Closed shawnye closed 10 years ago
You are right, there is a problem with this page. The problem is because server does not send the charset in the request headers, but in the HTML. Http
tool does not parse the returned HTML content, so it can't know what content type is set in HTML. (Maybe if we use Lagarto
we can figure this out ;)
Anyway, you are right, adding method to force charset is a great idea - but it has to be set in the HttpResponse
. Thank you!
Except... this already exist ;)
HttpRequest request = HttpRequest.get("http://blog.sina.com.cn/s/blog_6f2171a10100unux.html");
HttpResponse response = request.send();
response.charset("utf-8");
String text = response.bodyText();
Just use charset()
method after you received a response. Thats all :)

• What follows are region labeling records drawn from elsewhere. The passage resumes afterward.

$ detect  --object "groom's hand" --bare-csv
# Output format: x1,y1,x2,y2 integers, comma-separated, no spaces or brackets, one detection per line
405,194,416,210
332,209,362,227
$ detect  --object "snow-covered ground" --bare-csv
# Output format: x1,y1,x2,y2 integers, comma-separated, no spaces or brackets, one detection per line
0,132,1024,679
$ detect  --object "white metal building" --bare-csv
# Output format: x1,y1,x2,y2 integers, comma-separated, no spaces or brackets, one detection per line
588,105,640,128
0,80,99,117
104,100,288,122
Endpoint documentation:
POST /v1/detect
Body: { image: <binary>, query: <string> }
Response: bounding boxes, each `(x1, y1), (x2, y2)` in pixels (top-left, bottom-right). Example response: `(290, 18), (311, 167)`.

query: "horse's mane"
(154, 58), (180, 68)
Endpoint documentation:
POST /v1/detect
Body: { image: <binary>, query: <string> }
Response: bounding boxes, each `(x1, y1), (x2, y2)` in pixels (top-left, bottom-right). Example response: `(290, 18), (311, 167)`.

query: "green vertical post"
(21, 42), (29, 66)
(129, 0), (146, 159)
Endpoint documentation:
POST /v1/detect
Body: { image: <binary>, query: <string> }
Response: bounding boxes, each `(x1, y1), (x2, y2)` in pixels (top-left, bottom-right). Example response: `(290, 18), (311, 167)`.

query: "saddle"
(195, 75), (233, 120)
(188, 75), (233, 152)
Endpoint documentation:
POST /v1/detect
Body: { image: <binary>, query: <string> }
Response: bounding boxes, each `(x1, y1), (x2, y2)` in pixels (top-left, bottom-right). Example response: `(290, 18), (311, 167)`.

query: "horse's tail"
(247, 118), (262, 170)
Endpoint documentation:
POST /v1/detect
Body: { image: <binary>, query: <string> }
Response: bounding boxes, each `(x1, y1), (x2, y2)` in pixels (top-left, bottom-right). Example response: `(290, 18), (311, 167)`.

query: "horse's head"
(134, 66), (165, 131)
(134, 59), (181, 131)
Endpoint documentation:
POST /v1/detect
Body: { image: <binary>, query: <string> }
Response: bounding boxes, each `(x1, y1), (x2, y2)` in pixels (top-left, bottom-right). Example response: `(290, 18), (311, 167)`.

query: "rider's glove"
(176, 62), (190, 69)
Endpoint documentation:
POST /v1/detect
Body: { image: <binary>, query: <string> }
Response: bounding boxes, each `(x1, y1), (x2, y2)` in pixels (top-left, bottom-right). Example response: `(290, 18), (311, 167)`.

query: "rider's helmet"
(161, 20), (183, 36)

yes, I should use response.charset(charset);
instead of request.charset(charset);
thank you!
jodd.http.HttpBrowser.getPage() may not get correct charset, and HttpRequest.charset(charset) it seems be of no veil. I have to convert charset myself as following code showed:
you can try the following page url without custom charset, it displays messy code for Chinese, http://blog.sina.com.cn/s/blog_6f2171a10100unux.html (correct title display like this
chrome CSS广告过滤进阶设置
)but I found the page source contains header for correct charset: <meta http-equiv="Content-Type" content="text/html; charset=utf-8" />
Maybe the website server does not give correct charset prompt , can we custom charset using method like HttpRequest.charset(charset) ? Thank you.